Der Grusel ist natürlich nach ein paar Jahren von der Platte abgefallen, aber geblieben ist der Respekt vor der Gemeinheit ihrer Kompositionen und wie fertig mit dieser Platte eigentlich schon das gesamte Konzept der Band war, das über die nächsten neun Studioalben stabil bleiben würde. Und wie sehr diese Platte auch den eigentlichen Klassiker Reign In Blood vorwegnahm, den ich aufgrund meiner intensiven Studie der Hell Awaits natürlich als nicht ganz so revolutionär einstufte, wie das viele Musikkritiker taten. Mein Lieblingslied auf der Hell war neben »Hell Awaits« immer »Necrophiliac« gewesen, wegen dem Midtempo und dem Hauch einer Melodie bei meiner Lieblingstextzeile »Down to the fiery pits of hell«. Auch ansonsten ein guter Text, wenn man von dem eher ekligen Grundthema Nekrophilie absieht.

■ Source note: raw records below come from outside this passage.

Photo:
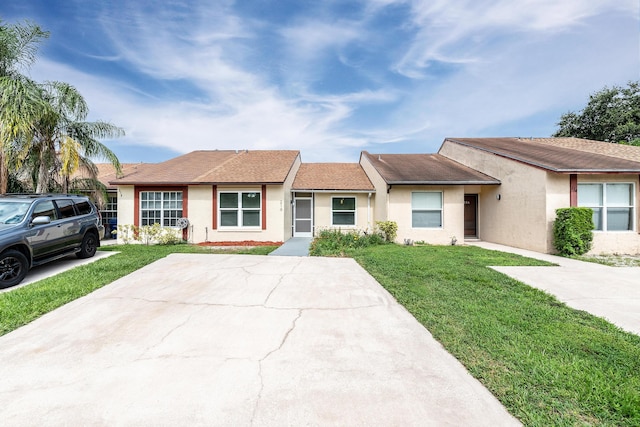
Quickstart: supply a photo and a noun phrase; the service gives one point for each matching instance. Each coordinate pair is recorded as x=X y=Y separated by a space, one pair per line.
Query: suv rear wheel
x=89 y=245
x=13 y=267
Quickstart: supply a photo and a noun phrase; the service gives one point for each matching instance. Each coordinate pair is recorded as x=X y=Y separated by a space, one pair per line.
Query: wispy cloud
x=329 y=83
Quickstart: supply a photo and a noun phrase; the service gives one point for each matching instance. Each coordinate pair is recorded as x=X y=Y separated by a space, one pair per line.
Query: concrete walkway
x=609 y=292
x=296 y=246
x=202 y=340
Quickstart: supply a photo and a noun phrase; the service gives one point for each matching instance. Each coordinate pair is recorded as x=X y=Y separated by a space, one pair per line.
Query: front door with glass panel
x=302 y=217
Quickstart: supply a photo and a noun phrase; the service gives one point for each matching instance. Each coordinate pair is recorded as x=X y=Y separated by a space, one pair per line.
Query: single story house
x=502 y=190
x=225 y=195
x=539 y=175
x=430 y=197
x=331 y=195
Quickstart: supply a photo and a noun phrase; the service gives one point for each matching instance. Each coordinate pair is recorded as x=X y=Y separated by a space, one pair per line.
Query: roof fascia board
x=307 y=190
x=444 y=182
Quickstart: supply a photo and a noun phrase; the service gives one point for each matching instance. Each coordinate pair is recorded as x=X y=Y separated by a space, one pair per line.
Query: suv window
x=83 y=207
x=45 y=208
x=66 y=208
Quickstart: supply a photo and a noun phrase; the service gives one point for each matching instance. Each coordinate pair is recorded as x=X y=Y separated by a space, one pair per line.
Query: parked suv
x=38 y=228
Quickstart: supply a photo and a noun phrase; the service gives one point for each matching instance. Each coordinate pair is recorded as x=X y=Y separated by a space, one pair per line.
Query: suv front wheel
x=89 y=245
x=13 y=267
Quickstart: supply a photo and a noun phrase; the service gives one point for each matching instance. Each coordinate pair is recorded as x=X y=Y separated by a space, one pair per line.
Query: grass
x=611 y=260
x=547 y=363
x=21 y=306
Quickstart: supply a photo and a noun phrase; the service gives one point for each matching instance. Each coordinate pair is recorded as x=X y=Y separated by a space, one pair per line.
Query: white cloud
x=455 y=31
x=511 y=60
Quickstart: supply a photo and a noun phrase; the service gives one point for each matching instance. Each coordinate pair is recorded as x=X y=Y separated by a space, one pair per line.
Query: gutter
x=496 y=182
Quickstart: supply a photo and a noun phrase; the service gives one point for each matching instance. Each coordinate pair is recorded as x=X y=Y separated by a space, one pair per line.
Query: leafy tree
x=612 y=115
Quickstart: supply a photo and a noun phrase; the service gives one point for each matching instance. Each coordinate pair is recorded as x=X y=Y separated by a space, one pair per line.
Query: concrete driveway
x=237 y=340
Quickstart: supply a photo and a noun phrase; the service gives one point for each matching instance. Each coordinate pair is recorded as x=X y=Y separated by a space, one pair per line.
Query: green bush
x=150 y=234
x=573 y=231
x=389 y=228
x=334 y=242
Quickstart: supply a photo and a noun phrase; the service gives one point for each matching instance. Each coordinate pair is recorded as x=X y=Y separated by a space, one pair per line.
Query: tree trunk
x=4 y=175
x=43 y=174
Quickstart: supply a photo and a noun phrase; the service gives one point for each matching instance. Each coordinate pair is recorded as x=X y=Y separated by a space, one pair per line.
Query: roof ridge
x=220 y=165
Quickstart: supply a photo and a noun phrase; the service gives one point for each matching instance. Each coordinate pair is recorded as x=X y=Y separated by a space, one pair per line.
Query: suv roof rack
x=34 y=195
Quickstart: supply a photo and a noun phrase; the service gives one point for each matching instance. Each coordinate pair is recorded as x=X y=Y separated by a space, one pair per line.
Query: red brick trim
x=215 y=208
x=185 y=202
x=264 y=207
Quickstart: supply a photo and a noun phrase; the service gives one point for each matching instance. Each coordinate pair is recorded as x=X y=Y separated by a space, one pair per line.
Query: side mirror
x=41 y=220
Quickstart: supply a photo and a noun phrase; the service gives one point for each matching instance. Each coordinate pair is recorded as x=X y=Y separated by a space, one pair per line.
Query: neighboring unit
x=501 y=190
x=539 y=175
x=223 y=195
x=331 y=195
x=431 y=198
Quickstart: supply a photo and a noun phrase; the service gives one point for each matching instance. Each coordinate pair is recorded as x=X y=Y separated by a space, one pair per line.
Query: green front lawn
x=550 y=365
x=21 y=306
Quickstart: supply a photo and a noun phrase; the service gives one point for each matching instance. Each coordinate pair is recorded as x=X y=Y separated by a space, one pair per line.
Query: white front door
x=303 y=217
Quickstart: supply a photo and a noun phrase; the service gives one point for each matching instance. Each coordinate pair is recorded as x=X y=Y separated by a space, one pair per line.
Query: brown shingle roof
x=107 y=173
x=425 y=169
x=218 y=167
x=597 y=147
x=563 y=155
x=332 y=176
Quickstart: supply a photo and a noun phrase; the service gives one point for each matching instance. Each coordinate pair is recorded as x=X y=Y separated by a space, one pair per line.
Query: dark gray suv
x=38 y=228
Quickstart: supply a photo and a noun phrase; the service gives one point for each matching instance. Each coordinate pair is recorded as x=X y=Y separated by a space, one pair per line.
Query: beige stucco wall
x=381 y=204
x=287 y=213
x=126 y=207
x=200 y=212
x=274 y=232
x=452 y=214
x=616 y=242
x=526 y=211
x=520 y=217
x=322 y=211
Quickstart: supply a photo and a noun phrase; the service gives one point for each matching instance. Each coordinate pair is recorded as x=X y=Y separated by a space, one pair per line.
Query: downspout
x=573 y=190
x=369 y=227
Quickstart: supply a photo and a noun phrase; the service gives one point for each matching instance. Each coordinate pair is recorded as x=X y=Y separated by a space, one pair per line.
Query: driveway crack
x=278 y=348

Eat this, Tilmann.
Mortuaries, dead of night
My body starts to rise
In my mind the horror lives
To feel death deep inside
Mit »Crypts Of Eternity« legt Tom Araya übrigens fast noch mal den identischen Refrain drauf, was das Einzige ist, was mich an der Hell stört. Zweimal habe ich an diesem frühen Abend die Hell Awaits im Büro durchgehört, bevor ich das Licht gelöscht habe und zur U-Bahn gegangen bin. Zu Hause habe ich versucht, auf der Gitarre »Necrophiliac« nachzuspielen, aber es ist einfach zu schnell für mich.